La idea de encontrar rincones extraordinarios, también mágicos, quiméricos o utópicos, ha sido tarea entre los seres humanos desde siempre. Y es que el topógrafo cree que nacemos con la meta(física) de alcanzar todo tipo de horizontes, incluidos los perdidos (Frank Capra, 1937). Su pensamiento de que es posible ir más allá le (con)mueve. Y cuando hay obstáculos, estima obligatorio intentar acceder a lo pretendido o, al menos, llenarse un poquito con objetivos de tangibilidad. Y, así, atreverse a hacer real y a ubicar hasta los lugares más imaginarios, como se hizo con Atlántida, isla más allá de las Columnas de Hércules, dibujada en un mapa de Athanasius Kircher (1669), o con Hiperbórea, tierra que Abraham Ortelius (1597) ilustra en el área polar, o con Tule, isla plasmada en imagen por Olaus Magnus (1539). Y uno tiene, a la vez, Camelot, El Dorado, el País de Jauja, el reino del Preste Juan, las Siete Ciudades, por ejemplo. Y si no hay más remedio que toparse con el fracaso, discurrir y dar por cierto y seguro lo que no es, en última instancia. Y el topógrafo vuelve a recordar a Isabel.

¿Y qué trazos de carboncillo tienen los valiosos puntos de pasado al regresar a ellos? ¿Netos, apuntados, sintéticos, justos, emulando a Juan Ramón Jiménez en 1922 ante su concepto de sencillez? Ahí el técnico de la escala se sorprende al hallarlos dimensionados en mayor grado de lo que son en verdad. ¿Quién no se acuerda de esos míticos relieves de niñez que se antojan de adultos como sitios de gigante, viéndonos convertidos en Lemuel Gulliver en las tierras de Brobdingnag (Jonathan Swift, 1726)?
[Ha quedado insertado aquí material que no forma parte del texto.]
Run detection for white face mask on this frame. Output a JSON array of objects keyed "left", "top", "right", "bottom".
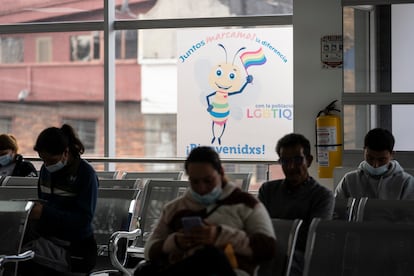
[
  {"left": 0, "top": 153, "right": 13, "bottom": 166},
  {"left": 363, "top": 161, "right": 389, "bottom": 176},
  {"left": 45, "top": 160, "right": 67, "bottom": 173},
  {"left": 190, "top": 185, "right": 222, "bottom": 205}
]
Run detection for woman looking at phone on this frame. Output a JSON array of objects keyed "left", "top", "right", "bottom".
[{"left": 143, "top": 146, "right": 276, "bottom": 276}]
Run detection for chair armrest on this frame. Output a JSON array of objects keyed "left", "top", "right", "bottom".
[
  {"left": 109, "top": 228, "right": 142, "bottom": 276},
  {"left": 0, "top": 250, "right": 34, "bottom": 267}
]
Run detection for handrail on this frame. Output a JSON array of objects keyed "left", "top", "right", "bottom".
[
  {"left": 24, "top": 157, "right": 279, "bottom": 182},
  {"left": 24, "top": 156, "right": 278, "bottom": 165}
]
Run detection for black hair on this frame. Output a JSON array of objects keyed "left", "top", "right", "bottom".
[
  {"left": 33, "top": 124, "right": 85, "bottom": 157},
  {"left": 276, "top": 133, "right": 311, "bottom": 157},
  {"left": 185, "top": 146, "right": 222, "bottom": 173},
  {"left": 364, "top": 128, "right": 395, "bottom": 152}
]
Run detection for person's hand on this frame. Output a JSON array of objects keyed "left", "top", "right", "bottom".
[
  {"left": 175, "top": 223, "right": 219, "bottom": 249},
  {"left": 175, "top": 232, "right": 196, "bottom": 250},
  {"left": 185, "top": 224, "right": 218, "bottom": 246},
  {"left": 29, "top": 202, "right": 43, "bottom": 220}
]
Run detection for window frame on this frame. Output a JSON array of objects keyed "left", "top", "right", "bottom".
[{"left": 342, "top": 0, "right": 414, "bottom": 168}]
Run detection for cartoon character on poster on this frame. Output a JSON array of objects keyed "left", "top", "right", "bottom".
[{"left": 205, "top": 44, "right": 267, "bottom": 145}]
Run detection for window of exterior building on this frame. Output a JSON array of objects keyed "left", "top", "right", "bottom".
[
  {"left": 116, "top": 30, "right": 138, "bottom": 59},
  {"left": 70, "top": 33, "right": 100, "bottom": 61},
  {"left": 0, "top": 37, "right": 23, "bottom": 63},
  {"left": 0, "top": 117, "right": 11, "bottom": 133},
  {"left": 36, "top": 37, "right": 52, "bottom": 62},
  {"left": 63, "top": 118, "right": 96, "bottom": 153}
]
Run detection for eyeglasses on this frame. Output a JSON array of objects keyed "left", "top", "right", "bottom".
[{"left": 278, "top": 156, "right": 305, "bottom": 166}]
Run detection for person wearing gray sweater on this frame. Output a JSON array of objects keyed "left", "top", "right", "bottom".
[{"left": 335, "top": 128, "right": 414, "bottom": 200}]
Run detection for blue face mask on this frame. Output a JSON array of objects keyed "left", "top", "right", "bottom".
[
  {"left": 0, "top": 154, "right": 13, "bottom": 166},
  {"left": 190, "top": 185, "right": 222, "bottom": 206},
  {"left": 363, "top": 161, "right": 389, "bottom": 176},
  {"left": 45, "top": 160, "right": 67, "bottom": 173}
]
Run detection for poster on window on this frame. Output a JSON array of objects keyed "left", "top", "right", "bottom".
[{"left": 177, "top": 27, "right": 293, "bottom": 159}]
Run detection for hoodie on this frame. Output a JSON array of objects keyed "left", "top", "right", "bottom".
[{"left": 334, "top": 160, "right": 414, "bottom": 199}]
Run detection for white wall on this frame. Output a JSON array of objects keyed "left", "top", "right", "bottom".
[{"left": 294, "top": 0, "right": 343, "bottom": 190}]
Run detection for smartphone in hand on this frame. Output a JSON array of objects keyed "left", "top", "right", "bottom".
[{"left": 181, "top": 216, "right": 203, "bottom": 232}]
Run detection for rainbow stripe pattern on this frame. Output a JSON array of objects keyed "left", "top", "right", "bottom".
[{"left": 239, "top": 48, "right": 267, "bottom": 69}]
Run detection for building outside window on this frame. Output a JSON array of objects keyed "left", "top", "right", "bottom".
[
  {"left": 63, "top": 118, "right": 97, "bottom": 153},
  {"left": 0, "top": 0, "right": 293, "bottom": 190},
  {"left": 0, "top": 37, "right": 23, "bottom": 63},
  {"left": 0, "top": 117, "right": 11, "bottom": 134}
]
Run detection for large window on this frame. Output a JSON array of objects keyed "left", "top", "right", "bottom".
[
  {"left": 0, "top": 0, "right": 293, "bottom": 188},
  {"left": 342, "top": 1, "right": 414, "bottom": 166}
]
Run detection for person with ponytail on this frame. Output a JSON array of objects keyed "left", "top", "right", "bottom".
[{"left": 19, "top": 124, "right": 98, "bottom": 275}]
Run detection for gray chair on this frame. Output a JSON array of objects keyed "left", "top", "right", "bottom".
[
  {"left": 120, "top": 171, "right": 184, "bottom": 181},
  {"left": 108, "top": 179, "right": 189, "bottom": 271},
  {"left": 130, "top": 179, "right": 189, "bottom": 251},
  {"left": 257, "top": 218, "right": 302, "bottom": 276},
  {"left": 96, "top": 171, "right": 120, "bottom": 180},
  {"left": 0, "top": 187, "right": 38, "bottom": 201},
  {"left": 90, "top": 188, "right": 141, "bottom": 275},
  {"left": 0, "top": 200, "right": 34, "bottom": 276},
  {"left": 98, "top": 178, "right": 141, "bottom": 189},
  {"left": 1, "top": 176, "right": 38, "bottom": 187},
  {"left": 0, "top": 251, "right": 34, "bottom": 276},
  {"left": 333, "top": 197, "right": 356, "bottom": 221},
  {"left": 355, "top": 197, "right": 414, "bottom": 223},
  {"left": 226, "top": 172, "right": 253, "bottom": 191},
  {"left": 303, "top": 218, "right": 414, "bottom": 276}
]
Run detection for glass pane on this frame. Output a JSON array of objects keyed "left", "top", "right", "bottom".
[
  {"left": 117, "top": 0, "right": 293, "bottom": 20},
  {"left": 115, "top": 25, "right": 293, "bottom": 183},
  {"left": 0, "top": 31, "right": 104, "bottom": 159},
  {"left": 0, "top": 1, "right": 104, "bottom": 23},
  {"left": 344, "top": 104, "right": 414, "bottom": 151},
  {"left": 343, "top": 104, "right": 370, "bottom": 150},
  {"left": 392, "top": 105, "right": 414, "bottom": 151},
  {"left": 343, "top": 6, "right": 371, "bottom": 93},
  {"left": 344, "top": 4, "right": 414, "bottom": 93},
  {"left": 392, "top": 4, "right": 414, "bottom": 93}
]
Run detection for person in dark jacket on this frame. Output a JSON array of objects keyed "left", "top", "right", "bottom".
[
  {"left": 258, "top": 133, "right": 334, "bottom": 276},
  {"left": 0, "top": 133, "right": 37, "bottom": 177},
  {"left": 19, "top": 124, "right": 98, "bottom": 276}
]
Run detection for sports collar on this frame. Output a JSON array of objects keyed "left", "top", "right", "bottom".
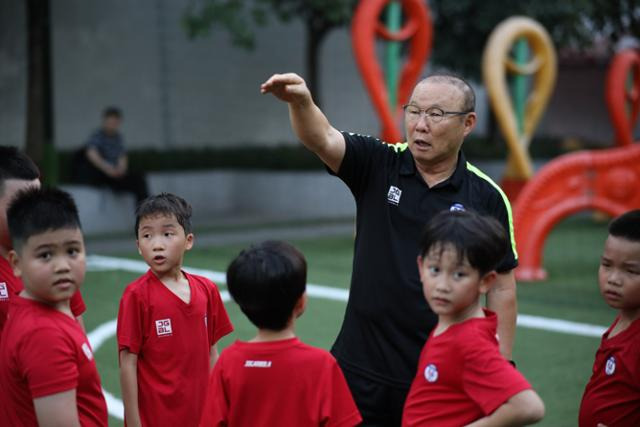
[{"left": 400, "top": 149, "right": 466, "bottom": 190}]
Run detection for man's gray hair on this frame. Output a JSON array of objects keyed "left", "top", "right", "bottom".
[{"left": 418, "top": 74, "right": 475, "bottom": 112}]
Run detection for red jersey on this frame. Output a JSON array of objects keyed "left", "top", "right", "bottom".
[
  {"left": 117, "top": 270, "right": 233, "bottom": 427},
  {"left": 0, "top": 255, "right": 86, "bottom": 343},
  {"left": 402, "top": 310, "right": 531, "bottom": 426},
  {"left": 579, "top": 315, "right": 640, "bottom": 426},
  {"left": 0, "top": 296, "right": 107, "bottom": 426},
  {"left": 200, "top": 337, "right": 361, "bottom": 427}
]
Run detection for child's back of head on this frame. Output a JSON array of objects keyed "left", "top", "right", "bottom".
[
  {"left": 7, "top": 187, "right": 82, "bottom": 252},
  {"left": 227, "top": 240, "right": 306, "bottom": 331},
  {"left": 419, "top": 210, "right": 508, "bottom": 276}
]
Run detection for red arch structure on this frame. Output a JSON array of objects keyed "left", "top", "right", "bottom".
[
  {"left": 351, "top": 0, "right": 432, "bottom": 143},
  {"left": 514, "top": 49, "right": 640, "bottom": 281}
]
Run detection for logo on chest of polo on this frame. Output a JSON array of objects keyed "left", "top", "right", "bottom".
[
  {"left": 387, "top": 186, "right": 402, "bottom": 205},
  {"left": 0, "top": 282, "right": 8, "bottom": 300},
  {"left": 155, "top": 318, "right": 173, "bottom": 337}
]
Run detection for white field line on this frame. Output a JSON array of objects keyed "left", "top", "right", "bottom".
[{"left": 85, "top": 255, "right": 607, "bottom": 420}]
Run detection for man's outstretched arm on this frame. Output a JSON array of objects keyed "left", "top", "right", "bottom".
[{"left": 261, "top": 73, "right": 345, "bottom": 173}]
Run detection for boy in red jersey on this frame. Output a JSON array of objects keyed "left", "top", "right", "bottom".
[
  {"left": 200, "top": 240, "right": 361, "bottom": 427},
  {"left": 117, "top": 193, "right": 233, "bottom": 427},
  {"left": 403, "top": 210, "right": 544, "bottom": 426},
  {"left": 579, "top": 210, "right": 640, "bottom": 427},
  {"left": 0, "top": 146, "right": 86, "bottom": 340},
  {"left": 0, "top": 187, "right": 107, "bottom": 426}
]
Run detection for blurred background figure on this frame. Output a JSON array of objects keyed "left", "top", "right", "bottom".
[{"left": 73, "top": 107, "right": 148, "bottom": 203}]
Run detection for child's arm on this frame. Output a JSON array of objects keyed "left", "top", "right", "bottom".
[
  {"left": 120, "top": 349, "right": 142, "bottom": 427},
  {"left": 33, "top": 389, "right": 81, "bottom": 427},
  {"left": 464, "top": 390, "right": 545, "bottom": 427},
  {"left": 210, "top": 343, "right": 220, "bottom": 369}
]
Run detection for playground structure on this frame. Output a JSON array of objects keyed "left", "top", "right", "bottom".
[
  {"left": 351, "top": 0, "right": 432, "bottom": 143},
  {"left": 514, "top": 49, "right": 640, "bottom": 281},
  {"left": 483, "top": 16, "right": 557, "bottom": 202}
]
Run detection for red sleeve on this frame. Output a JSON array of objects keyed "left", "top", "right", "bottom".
[
  {"left": 117, "top": 286, "right": 145, "bottom": 354},
  {"left": 206, "top": 282, "right": 233, "bottom": 345},
  {"left": 461, "top": 336, "right": 531, "bottom": 415},
  {"left": 200, "top": 358, "right": 229, "bottom": 426},
  {"left": 18, "top": 327, "right": 79, "bottom": 398},
  {"left": 322, "top": 358, "right": 362, "bottom": 427},
  {"left": 70, "top": 290, "right": 86, "bottom": 317}
]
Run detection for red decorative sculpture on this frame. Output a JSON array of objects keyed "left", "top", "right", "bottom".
[
  {"left": 606, "top": 50, "right": 640, "bottom": 147},
  {"left": 351, "top": 0, "right": 432, "bottom": 143},
  {"left": 514, "top": 49, "right": 640, "bottom": 281}
]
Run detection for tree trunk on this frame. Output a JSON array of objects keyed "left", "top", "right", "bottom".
[
  {"left": 306, "top": 19, "right": 328, "bottom": 109},
  {"left": 25, "top": 0, "right": 54, "bottom": 178}
]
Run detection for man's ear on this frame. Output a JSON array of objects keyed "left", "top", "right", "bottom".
[
  {"left": 8, "top": 249, "right": 22, "bottom": 278},
  {"left": 463, "top": 112, "right": 477, "bottom": 137},
  {"left": 136, "top": 240, "right": 142, "bottom": 255},
  {"left": 416, "top": 255, "right": 424, "bottom": 276},
  {"left": 479, "top": 270, "right": 497, "bottom": 294}
]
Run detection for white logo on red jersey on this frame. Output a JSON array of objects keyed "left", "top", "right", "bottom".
[
  {"left": 424, "top": 363, "right": 438, "bottom": 382},
  {"left": 605, "top": 356, "right": 616, "bottom": 375},
  {"left": 244, "top": 360, "right": 272, "bottom": 368},
  {"left": 155, "top": 318, "right": 173, "bottom": 336},
  {"left": 81, "top": 342, "right": 94, "bottom": 361},
  {"left": 0, "top": 282, "right": 8, "bottom": 300}
]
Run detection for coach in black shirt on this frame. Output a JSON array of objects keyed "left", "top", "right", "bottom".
[{"left": 261, "top": 73, "right": 518, "bottom": 426}]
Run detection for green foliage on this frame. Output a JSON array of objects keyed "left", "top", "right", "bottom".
[
  {"left": 587, "top": 0, "right": 640, "bottom": 42},
  {"left": 182, "top": 0, "right": 356, "bottom": 49},
  {"left": 428, "top": 0, "right": 595, "bottom": 80}
]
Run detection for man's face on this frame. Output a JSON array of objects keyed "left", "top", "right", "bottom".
[
  {"left": 103, "top": 115, "right": 122, "bottom": 135},
  {"left": 0, "top": 179, "right": 40, "bottom": 252},
  {"left": 404, "top": 81, "right": 476, "bottom": 168}
]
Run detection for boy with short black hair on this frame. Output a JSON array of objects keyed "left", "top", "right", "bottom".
[
  {"left": 118, "top": 192, "right": 233, "bottom": 427},
  {"left": 0, "top": 187, "right": 107, "bottom": 426},
  {"left": 579, "top": 210, "right": 640, "bottom": 426},
  {"left": 200, "top": 240, "right": 362, "bottom": 426},
  {"left": 0, "top": 146, "right": 86, "bottom": 339},
  {"left": 403, "top": 210, "right": 544, "bottom": 426}
]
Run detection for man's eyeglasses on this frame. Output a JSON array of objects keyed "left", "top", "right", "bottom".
[{"left": 403, "top": 105, "right": 473, "bottom": 123}]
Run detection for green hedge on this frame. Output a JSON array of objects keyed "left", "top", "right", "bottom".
[{"left": 58, "top": 135, "right": 590, "bottom": 182}]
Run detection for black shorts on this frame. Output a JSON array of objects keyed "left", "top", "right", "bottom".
[{"left": 341, "top": 366, "right": 410, "bottom": 427}]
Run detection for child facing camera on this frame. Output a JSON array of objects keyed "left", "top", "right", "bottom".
[
  {"left": 200, "top": 240, "right": 362, "bottom": 427},
  {"left": 0, "top": 187, "right": 107, "bottom": 426},
  {"left": 403, "top": 210, "right": 544, "bottom": 427},
  {"left": 579, "top": 210, "right": 640, "bottom": 426},
  {"left": 117, "top": 193, "right": 233, "bottom": 427}
]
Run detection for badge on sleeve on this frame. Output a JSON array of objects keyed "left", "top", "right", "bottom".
[{"left": 424, "top": 363, "right": 439, "bottom": 382}]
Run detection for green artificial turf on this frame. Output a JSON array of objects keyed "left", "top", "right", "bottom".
[{"left": 81, "top": 215, "right": 611, "bottom": 426}]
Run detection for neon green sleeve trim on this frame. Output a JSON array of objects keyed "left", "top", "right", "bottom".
[
  {"left": 466, "top": 162, "right": 518, "bottom": 260},
  {"left": 383, "top": 142, "right": 409, "bottom": 153}
]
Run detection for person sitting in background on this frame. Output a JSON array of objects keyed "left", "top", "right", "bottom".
[{"left": 74, "top": 106, "right": 148, "bottom": 203}]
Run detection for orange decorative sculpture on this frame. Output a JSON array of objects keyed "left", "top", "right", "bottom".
[
  {"left": 514, "top": 49, "right": 640, "bottom": 281},
  {"left": 351, "top": 0, "right": 432, "bottom": 143},
  {"left": 483, "top": 17, "right": 557, "bottom": 201}
]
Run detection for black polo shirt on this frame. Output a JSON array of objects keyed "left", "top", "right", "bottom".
[{"left": 329, "top": 131, "right": 518, "bottom": 388}]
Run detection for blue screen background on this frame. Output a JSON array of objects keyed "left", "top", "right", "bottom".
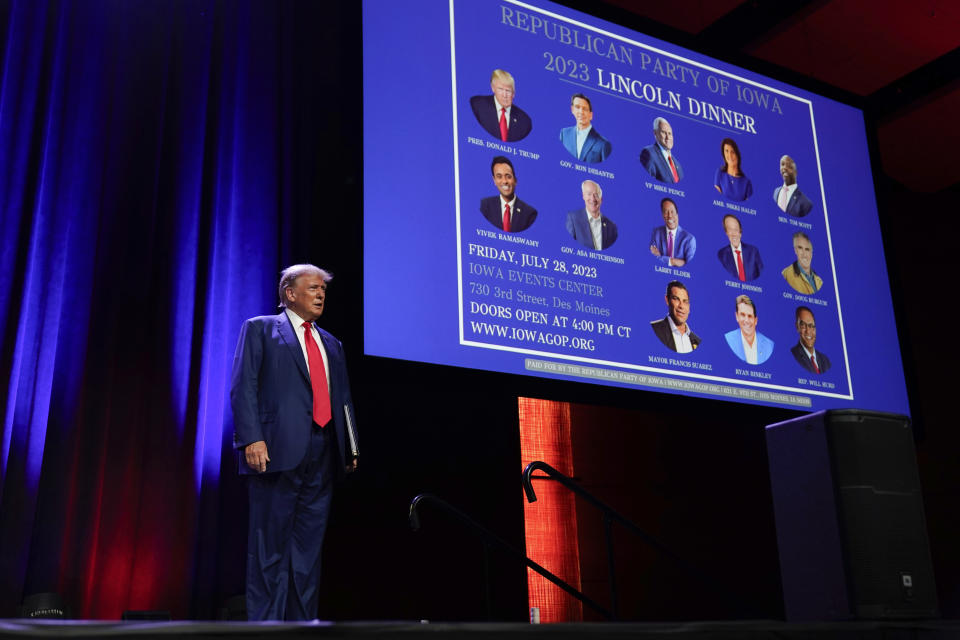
[{"left": 363, "top": 0, "right": 908, "bottom": 415}]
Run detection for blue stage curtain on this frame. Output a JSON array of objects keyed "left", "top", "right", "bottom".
[{"left": 0, "top": 0, "right": 338, "bottom": 618}]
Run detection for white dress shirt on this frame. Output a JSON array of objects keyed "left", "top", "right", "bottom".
[
  {"left": 667, "top": 314, "right": 693, "bottom": 354},
  {"left": 658, "top": 143, "right": 675, "bottom": 168},
  {"left": 285, "top": 308, "right": 330, "bottom": 393},
  {"left": 500, "top": 194, "right": 518, "bottom": 226},
  {"left": 493, "top": 97, "right": 512, "bottom": 133},
  {"left": 576, "top": 125, "right": 592, "bottom": 156},
  {"left": 741, "top": 332, "right": 759, "bottom": 365},
  {"left": 587, "top": 211, "right": 603, "bottom": 250},
  {"left": 778, "top": 183, "right": 798, "bottom": 211}
]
Un árbol enorme, una casa grande, un jardín inmenso… y, más tarde, cuando hay un reencuentro, el descubrimiento del poderoso encanto de la memoria: el tiempo aumenta lo pretérito amado. El especialista reflexiona ahora sobre si a lo mejor el Paraíso está en las superficies que alcanzan nuestros primeros deseos o, por qué no, en las tierras que cubre la nostalgia de lo que fantaseamos de pequeños. «¿Cuántas veces más recordarás una cierta tarde de tu infancia? Una tarde tan arraigada en tu ser que no puedes concebir tu vida sin ella. Quizás tres o cuatro veces. Quizás menos. ¿Cuántas veces contemplarás la luna llena? Veinte, quizás. Sin embargo, nada parece tener límite», el topógrafo escribe con lápiz lo que escucha a Paul Bowles en El cielo protector (Bernardo Bertolucci, 1990).